The ninth commandment implies the right to witness. But we insist then-that it must be witness before the proper parties. If it is a private sin, one must first bring it to the attention of the one who has offended. He has a right to that. And, if it is a private sin, no ecclesiastical body will listen to it, unless the offended has first labored with the offender. But how much more evil to witness against the neighbor to those who are not in authority and thus not in a God-ordained position to pass judgment in the case. It may be true witness. It may even be a very grievous evil that has been committed. But it is not love to witness of it in a wider circle than that of the offended and offender and any other eyewitnesses of the deed. The reason for this is obvious. We must do all in our power to deliver from that sin. We must not want that neighbor to continue in his sin any longer. But, therefore, we must not make it hard for him to confess and to turn from his evil way by exposing it to more eyes and to more ears. The more public we make the matter, the more difficult we make it for the offender. Love does not want to make it harder but to bring to repentance as soon as possible. 

Gossip, slander, backbiting are seeking revenge and are sinning against the one who sinned against us. All these reveal a heart that is itself not right with the offender. And all these, therefore, also reveal a heart that is not right with God. “Vengeance is Mine, I will recompense, saith the Lord. “Hebrews 10:30. But we deny Him this right when we gossip and slander and backbite. We are going to beat Him to it. We are not satisfied with His slow justice and are not content to wait for the judgment day. We want revenge in this life. We want to get even, rather than to get a confession, and conversion. 
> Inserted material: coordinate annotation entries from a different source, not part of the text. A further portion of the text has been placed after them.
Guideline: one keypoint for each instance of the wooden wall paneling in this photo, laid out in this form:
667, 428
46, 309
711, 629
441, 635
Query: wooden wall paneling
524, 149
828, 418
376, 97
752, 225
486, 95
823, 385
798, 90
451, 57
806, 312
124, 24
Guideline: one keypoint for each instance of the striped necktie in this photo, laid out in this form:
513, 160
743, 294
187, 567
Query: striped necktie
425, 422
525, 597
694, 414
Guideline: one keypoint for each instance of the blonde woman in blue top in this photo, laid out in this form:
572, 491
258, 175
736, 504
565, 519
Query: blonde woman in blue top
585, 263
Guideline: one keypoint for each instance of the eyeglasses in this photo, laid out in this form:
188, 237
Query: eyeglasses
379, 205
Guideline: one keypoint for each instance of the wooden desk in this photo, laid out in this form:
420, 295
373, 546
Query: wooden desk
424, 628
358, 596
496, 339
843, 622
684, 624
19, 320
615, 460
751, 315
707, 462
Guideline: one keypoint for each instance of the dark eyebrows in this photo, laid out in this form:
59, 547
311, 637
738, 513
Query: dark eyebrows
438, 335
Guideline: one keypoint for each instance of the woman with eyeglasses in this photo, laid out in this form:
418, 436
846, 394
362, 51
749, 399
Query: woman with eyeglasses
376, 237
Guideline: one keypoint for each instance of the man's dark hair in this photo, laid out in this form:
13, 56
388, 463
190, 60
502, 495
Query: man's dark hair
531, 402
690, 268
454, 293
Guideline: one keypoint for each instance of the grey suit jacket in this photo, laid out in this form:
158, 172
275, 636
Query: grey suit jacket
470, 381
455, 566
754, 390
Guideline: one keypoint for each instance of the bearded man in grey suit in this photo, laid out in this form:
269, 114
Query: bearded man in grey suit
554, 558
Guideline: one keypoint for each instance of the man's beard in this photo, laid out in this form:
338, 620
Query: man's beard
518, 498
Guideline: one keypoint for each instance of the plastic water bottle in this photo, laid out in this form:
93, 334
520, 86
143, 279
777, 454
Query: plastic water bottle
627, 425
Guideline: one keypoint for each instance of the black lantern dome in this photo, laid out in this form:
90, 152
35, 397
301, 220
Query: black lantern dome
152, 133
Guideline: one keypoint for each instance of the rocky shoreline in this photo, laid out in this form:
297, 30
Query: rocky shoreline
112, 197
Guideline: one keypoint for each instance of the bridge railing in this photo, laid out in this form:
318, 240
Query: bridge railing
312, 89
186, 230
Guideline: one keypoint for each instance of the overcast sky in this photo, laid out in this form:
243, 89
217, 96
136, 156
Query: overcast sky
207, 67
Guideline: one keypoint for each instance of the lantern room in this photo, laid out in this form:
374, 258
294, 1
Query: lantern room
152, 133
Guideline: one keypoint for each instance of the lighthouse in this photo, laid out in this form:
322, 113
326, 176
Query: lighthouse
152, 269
The same is true of a public sin when there is gossip, backbiting and slander. When we witness against a neighbor whose sin is known far and wide already, and we do our best to see to it that others also know about it, we sin against God and that neighbor. For a few more to know about it will not now make it more difficult for him to confess. In fact he may know absolutely nothing about your backbiting and gossip. And yet it is a sin against him and against God. For it is not an act of love to that sinner. True as the witness may be, so that in self-righteous defense you may deny slander, it still is not love that speaks of one’s evil to a neighbor. That must be done only to the authorities; and, we must add, to the properauthorities, to those who have direct rule over that individual in that particular case of sin. If we speak with each other of the sin of another, our heart is not right towards that object of our speech. In His fear we will not want to bear any witness against any man to a neighbor that will cause that man’s name to become evil. Love does not rejoice in sin or in relating sin to another. Love will do that only to the proper authorities for the sake of the salvation of that individual. All other reporting, spreading to neighborsis sin as well as the sin that is being spread by this gossip, backbiting or slander.